No meu estado estático, imóvel, ele calou-se, se aproximou, tocou meu rosto e, em um sopapo, arrancou minha face, deixando-me com o rosto vazio e a mente, literalmente, aberta. Você deve estar pensando: “Nossa, que dor!”, mas não foi bem isso que eu senti. Foi nesse instante que, inacreditavelmente, senti a melhor sensação de minha vida... Minhas dúvidas, preocupações, angústias e medos se esvaíram como água que corre para o esgoto. Eu conseguia ouvir, bem sincronizadas, as batidas do meu coração. E era um batuque lindo, que nem o Olodum baiano. Enquanto eu curtia essa corrente avassaladora de emoções, ele me disse: “Agora você é uma tela branca de colorir: repinte-se”. Não entendi muito bem o que ele quis dizer com isso, pois ainda estava num estado de euforia que me parecia ser eterno, porém, mesmo assim, concordei. Agradeci ao senhor e segui.

Estando ainda num estopim de felicidade, corri feito louco na rua: joguei fora minha gravata e meu paletó... Tudo que, de certo modo, me acorrentava por fora e, ao mesmo tempo, por dentro e não me deixava viver. Pela primeira vez na minha vida não me importei com leis ou normas, nem com o certo ou com o errado. Pela primeira vez, consegui sentir-me, ser eu. Em um insight, percebi, enfim, que estava livre!

Ao chegar a minha casa, tratei logo de juntar o material necessário à grande reforma em minha vida: as latas de tinta que haviam sobrado da pintura da suíte, dois tubos de cola e uma carrada de sonhos e emoções para grudar em mim, que estavam guardadas na caixinha de mudanças, reprimidas. Refiz-me e hoje estou contente com o que sou. Agora a frase do velhote faz todo sentido para mim.

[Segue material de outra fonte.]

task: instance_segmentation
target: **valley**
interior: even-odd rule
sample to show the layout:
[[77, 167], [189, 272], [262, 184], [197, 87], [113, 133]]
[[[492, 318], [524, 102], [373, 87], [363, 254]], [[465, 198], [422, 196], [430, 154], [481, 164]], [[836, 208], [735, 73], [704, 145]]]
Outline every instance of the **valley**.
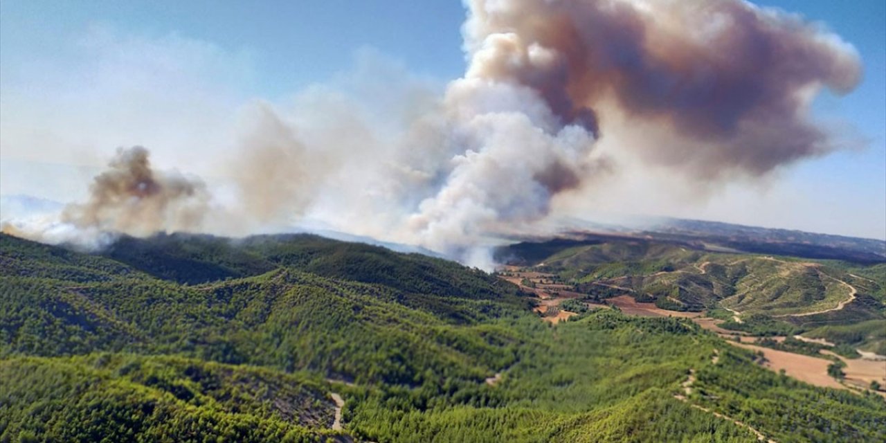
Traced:
[[[631, 240], [620, 239], [621, 243], [630, 243]], [[707, 253], [692, 253], [685, 247], [674, 248], [662, 247], [658, 245], [652, 245], [641, 253], [626, 253], [626, 249], [631, 247], [637, 248], [633, 245], [618, 245], [618, 241], [611, 244], [595, 244], [587, 246], [570, 245], [560, 250], [551, 250], [549, 245], [540, 245], [546, 253], [552, 253], [549, 256], [538, 258], [539, 263], [534, 265], [517, 266], [509, 265], [501, 268], [498, 271], [501, 278], [519, 285], [521, 291], [533, 294], [538, 298], [538, 306], [534, 308], [541, 318], [547, 322], [561, 322], [568, 320], [578, 314], [565, 309], [557, 310], [556, 307], [562, 303], [570, 300], [571, 306], [575, 306], [576, 301], [579, 301], [588, 309], [599, 309], [612, 307], [628, 315], [648, 316], [648, 317], [678, 317], [688, 318], [701, 326], [703, 329], [716, 333], [727, 340], [727, 343], [760, 353], [766, 359], [764, 366], [773, 371], [784, 371], [787, 375], [794, 377], [815, 385], [822, 387], [847, 389], [855, 391], [868, 391], [872, 384], [883, 386], [886, 385], [886, 356], [874, 352], [865, 351], [857, 348], [851, 351], [854, 354], [854, 358], [838, 355], [829, 348], [833, 348], [835, 344], [828, 342], [824, 338], [811, 338], [800, 335], [802, 330], [795, 330], [791, 334], [793, 340], [799, 340], [805, 343], [812, 343], [820, 346], [820, 349], [814, 349], [811, 354], [796, 354], [785, 350], [773, 349], [760, 343], [783, 343], [785, 337], [773, 335], [771, 330], [762, 330], [763, 334], [756, 334], [759, 330], [744, 328], [742, 316], [752, 316], [755, 323], [760, 323], [759, 315], [766, 312], [772, 314], [775, 306], [785, 306], [785, 300], [773, 299], [769, 296], [760, 297], [758, 292], [766, 287], [773, 284], [761, 284], [761, 281], [767, 281], [768, 275], [773, 274], [776, 279], [791, 278], [797, 273], [809, 276], [814, 273], [814, 277], [819, 282], [819, 288], [821, 294], [822, 302], [815, 303], [812, 307], [797, 306], [792, 310], [793, 314], [777, 314], [767, 315], [769, 322], [775, 319], [788, 319], [797, 321], [803, 317], [815, 317], [836, 313], [843, 310], [848, 305], [857, 301], [859, 292], [853, 284], [827, 274], [822, 270], [823, 265], [817, 262], [799, 261], [797, 260], [777, 259], [772, 256], [743, 256], [734, 258], [730, 256], [713, 255]], [[619, 249], [619, 246], [621, 248]], [[524, 245], [524, 248], [526, 246]], [[599, 258], [600, 255], [617, 254], [618, 259], [633, 259], [635, 261], [627, 263], [607, 261]], [[584, 255], [584, 258], [582, 258]], [[597, 255], [599, 262], [593, 261], [591, 258]], [[657, 263], [660, 257], [666, 256], [672, 261], [666, 264]], [[639, 260], [638, 260], [639, 259]], [[692, 260], [694, 262], [689, 262]], [[646, 260], [646, 261], [644, 261]], [[672, 263], [683, 264], [682, 268], [676, 268]], [[773, 263], [774, 268], [766, 266], [765, 263]], [[587, 266], [582, 269], [576, 269], [577, 266]], [[657, 266], [668, 268], [667, 270], [657, 270], [648, 274], [628, 274], [626, 276], [610, 276], [605, 275], [610, 272], [613, 267], [619, 268], [640, 268], [650, 269]], [[708, 275], [708, 269], [716, 272], [728, 274], [729, 269], [734, 269], [737, 266], [750, 267], [752, 270], [743, 275], [734, 275], [730, 283], [734, 284], [734, 289], [727, 287], [724, 282], [718, 282], [711, 278], [708, 281], [707, 286], [688, 287], [681, 284], [682, 282], [695, 282], [698, 284], [698, 277]], [[725, 269], [725, 270], [724, 270]], [[734, 271], [732, 271], [735, 274]], [[831, 271], [840, 272], [840, 271]], [[865, 290], [868, 293], [879, 293], [882, 295], [882, 281], [877, 282], [870, 278], [841, 272], [847, 279], [851, 279], [853, 283], [863, 282], [867, 284]], [[599, 279], [594, 279], [594, 277]], [[696, 278], [693, 278], [695, 276]], [[651, 282], [651, 283], [650, 283]], [[822, 282], [835, 284], [838, 289], [835, 289], [833, 284], [826, 287]], [[664, 286], [670, 284], [670, 286]], [[712, 289], [717, 284], [720, 284], [720, 289]], [[842, 291], [839, 290], [842, 287]], [[649, 291], [652, 288], [652, 291]], [[664, 291], [662, 291], [664, 289]], [[695, 290], [695, 291], [694, 291]], [[649, 291], [649, 292], [647, 292]], [[837, 295], [831, 296], [830, 293]], [[792, 296], [788, 291], [782, 291], [781, 295]], [[718, 299], [718, 295], [719, 298]], [[802, 294], [802, 297], [808, 298], [815, 294]], [[696, 297], [710, 297], [705, 303], [704, 310], [686, 310], [691, 308], [690, 302], [697, 300]], [[755, 299], [758, 300], [754, 302]], [[759, 299], [767, 299], [767, 304], [761, 305]], [[643, 300], [643, 301], [641, 301]], [[827, 300], [827, 301], [826, 301]], [[822, 307], [819, 306], [825, 303], [834, 303], [835, 306]], [[745, 311], [739, 311], [729, 307], [747, 307]], [[757, 307], [759, 306], [759, 307]], [[665, 307], [667, 309], [660, 307]], [[680, 310], [677, 310], [680, 309]], [[716, 318], [711, 313], [717, 313], [721, 309], [727, 314], [717, 315]], [[557, 312], [556, 315], [549, 315], [549, 310]], [[878, 314], [882, 320], [874, 321], [879, 324], [880, 328], [886, 330], [886, 317], [882, 316], [883, 307], [882, 301], [879, 303]], [[779, 312], [775, 310], [775, 312]], [[847, 326], [851, 327], [856, 323], [851, 319], [843, 320]], [[734, 329], [725, 329], [731, 325]], [[830, 323], [833, 325], [833, 323]], [[877, 338], [882, 339], [882, 338]], [[761, 341], [762, 340], [762, 341]], [[862, 343], [863, 340], [862, 340]], [[843, 348], [849, 344], [841, 344]], [[882, 342], [876, 342], [874, 346], [882, 352]], [[872, 346], [867, 346], [867, 349]], [[828, 366], [840, 361], [843, 366], [843, 377], [836, 379], [828, 375]], [[886, 392], [875, 391], [878, 394], [886, 396]]]
[[[886, 400], [846, 389], [878, 366], [847, 360], [843, 383], [816, 386], [767, 369], [783, 364], [768, 347], [730, 346], [781, 323], [742, 312], [729, 324], [716, 307], [672, 311], [610, 287], [634, 279], [602, 296], [568, 269], [515, 266], [495, 276], [309, 235], [123, 237], [96, 254], [0, 235], [0, 377], [12, 381], [0, 439], [886, 436]], [[835, 351], [869, 341], [867, 324], [828, 327], [810, 332]]]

Então, desde esse dia ajo de modo espontâneo e acredito que por isso estou aqui, porque minha liberdade é perigosa demais. Certas vezes me considero até soberbo, mas afinal eu posso. No fim das contas, nem todo mundo teve a sorte, como eu tive, de ouvir a voz libertadora daquele velhinho que me ajudou a me livrar das correntes que me sufocavam, e disso me gabo com orgulho.

O interessante é que depois do ocorrido, mesmo eu não conseguindo mais o ver fisicamente (acho que ele é ótimo em pique-esconde), eu ainda o escutava todos os dias. Ele sempre me dizia coisas lindas, dava-me dicas de como me colorir, me orientava em algumas tarefas e nunca me deixava na mão. Esporadicamente, ele me dizia coisas meio pesadas, mas afinal ninguém é perfeito. Porém, depois que esses médicos enxeridos começaram a me medicar, ele foi deixando, aos poucos, de se comunicar. Creio que ele não goste que os doutores mexam comigo, por isso está de mal. Deve ser porque, sempre que começo a me divertir, eles teimam em me amarrar, a querer que eu volte a meu estado de escravo do sistema.

Já me decidi: da próxima vez que ele vier tagarelar comigo, vou pedir para que ele se apresente também aos médicos e os transformem em telas para colorir, assim como fez comigo, pois eles parecem penar da mesma doença que eu sofria antes: o TPRC - Transtorno da Personalidade Robótica Cotidiana.

Em suma, isso é tudo. Depois, se você quiser se juntar a mim, poderemos aproveitar essa experiência toda juntos. No momento você pode até estar um pouco assustado pelo convite, mas pense bem e verá como isso tudo pode ser muito legal! E então, topa?